"We're gaining strength": On the Standing Rock reservation, winter is coming — but protesters won't give up 

SANDY TOLAN

Near Cannon Ball, N.D. — From the edge of the road, near the banks of the Cannon Ball River, you could hear a prayer rise from the darkened bowl of land below. It was 7:30 on a Monday morning on the Standing Rock Sioux Reservation. A faint glow appeared in the east, widening slowly to reveal a large circle of perhaps 100 people, most standing, a few kneeling in the center, facing the light, singing their prayer then lighting long pipes and passing them around. Behind them, dozens of white tipis stretched across the flood plain, their tops catching the early sunlight.

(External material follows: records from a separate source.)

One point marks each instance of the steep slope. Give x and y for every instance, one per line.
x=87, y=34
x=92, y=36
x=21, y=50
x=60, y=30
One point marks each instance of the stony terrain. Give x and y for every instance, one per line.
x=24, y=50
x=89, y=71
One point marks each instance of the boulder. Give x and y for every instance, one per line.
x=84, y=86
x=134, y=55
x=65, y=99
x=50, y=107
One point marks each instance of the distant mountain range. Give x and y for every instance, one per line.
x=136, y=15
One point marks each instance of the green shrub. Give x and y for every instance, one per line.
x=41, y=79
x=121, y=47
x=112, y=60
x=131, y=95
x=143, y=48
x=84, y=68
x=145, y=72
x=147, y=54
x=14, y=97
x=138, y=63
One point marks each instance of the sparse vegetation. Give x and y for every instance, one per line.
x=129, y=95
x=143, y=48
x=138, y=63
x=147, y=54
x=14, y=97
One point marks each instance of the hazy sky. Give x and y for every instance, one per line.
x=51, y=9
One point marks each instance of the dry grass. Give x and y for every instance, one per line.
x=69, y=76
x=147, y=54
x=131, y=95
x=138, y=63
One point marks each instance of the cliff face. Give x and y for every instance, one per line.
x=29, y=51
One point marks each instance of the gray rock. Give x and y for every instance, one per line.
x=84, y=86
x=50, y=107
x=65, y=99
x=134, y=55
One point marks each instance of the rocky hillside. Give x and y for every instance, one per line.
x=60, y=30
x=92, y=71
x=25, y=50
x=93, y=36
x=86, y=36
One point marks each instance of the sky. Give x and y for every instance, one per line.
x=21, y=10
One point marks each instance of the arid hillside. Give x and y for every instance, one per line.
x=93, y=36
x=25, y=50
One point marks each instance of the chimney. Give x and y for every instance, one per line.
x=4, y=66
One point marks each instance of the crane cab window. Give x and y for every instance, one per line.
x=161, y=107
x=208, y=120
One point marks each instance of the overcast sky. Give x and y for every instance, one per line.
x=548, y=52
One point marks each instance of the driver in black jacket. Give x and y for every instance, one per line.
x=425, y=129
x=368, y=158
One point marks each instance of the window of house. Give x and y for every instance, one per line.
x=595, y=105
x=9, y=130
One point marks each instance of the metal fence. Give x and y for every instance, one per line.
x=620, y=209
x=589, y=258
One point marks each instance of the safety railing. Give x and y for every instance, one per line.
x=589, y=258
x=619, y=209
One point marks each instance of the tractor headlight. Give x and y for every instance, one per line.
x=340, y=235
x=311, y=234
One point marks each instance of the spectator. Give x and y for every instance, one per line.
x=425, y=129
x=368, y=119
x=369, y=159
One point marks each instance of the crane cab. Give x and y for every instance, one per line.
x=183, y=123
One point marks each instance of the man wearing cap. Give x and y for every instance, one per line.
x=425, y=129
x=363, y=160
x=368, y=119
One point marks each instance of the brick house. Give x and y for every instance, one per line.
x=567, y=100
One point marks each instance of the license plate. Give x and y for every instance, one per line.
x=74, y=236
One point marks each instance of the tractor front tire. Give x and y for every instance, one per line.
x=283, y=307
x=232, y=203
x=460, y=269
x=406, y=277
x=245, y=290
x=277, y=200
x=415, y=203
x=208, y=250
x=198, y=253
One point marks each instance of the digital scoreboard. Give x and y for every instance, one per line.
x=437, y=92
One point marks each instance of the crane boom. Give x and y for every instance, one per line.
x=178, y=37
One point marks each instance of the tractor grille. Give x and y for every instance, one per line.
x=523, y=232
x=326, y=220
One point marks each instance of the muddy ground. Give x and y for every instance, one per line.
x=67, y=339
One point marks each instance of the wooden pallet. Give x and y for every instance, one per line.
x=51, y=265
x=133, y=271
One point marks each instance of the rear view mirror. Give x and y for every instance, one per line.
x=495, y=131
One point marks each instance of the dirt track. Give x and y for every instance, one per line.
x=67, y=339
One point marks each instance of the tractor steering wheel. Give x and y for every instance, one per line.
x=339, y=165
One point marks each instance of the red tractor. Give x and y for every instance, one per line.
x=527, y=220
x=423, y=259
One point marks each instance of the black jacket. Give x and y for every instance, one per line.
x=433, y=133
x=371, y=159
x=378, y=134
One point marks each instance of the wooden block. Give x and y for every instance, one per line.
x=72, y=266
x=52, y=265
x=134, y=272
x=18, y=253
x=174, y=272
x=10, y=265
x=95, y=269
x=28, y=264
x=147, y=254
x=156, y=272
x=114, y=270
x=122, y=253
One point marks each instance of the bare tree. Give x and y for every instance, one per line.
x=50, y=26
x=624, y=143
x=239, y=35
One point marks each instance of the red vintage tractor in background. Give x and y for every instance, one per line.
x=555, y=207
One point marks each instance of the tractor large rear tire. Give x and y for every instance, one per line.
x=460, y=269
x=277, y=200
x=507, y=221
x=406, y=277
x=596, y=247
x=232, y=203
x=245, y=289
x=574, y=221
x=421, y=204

A few months ago, this treeless clearing in the Missouri River flood plain was empty. Now, 1,200 people are camping here, a fraction of the 5,000 who gathered in the summer. They have come from Indian lands across the Dakotas; from 300 North American tribal nations; from Jamaica, Central America, Norway, the United Kingdom, France and Japan. Their common pledge: to kill the long black snake — also known as the 1,172-mile, 450,000-barrel-a-day, $3.78 billion Dakota Access pipeline — before it poisons the drinking water that millions of people in the Great Plains depend on.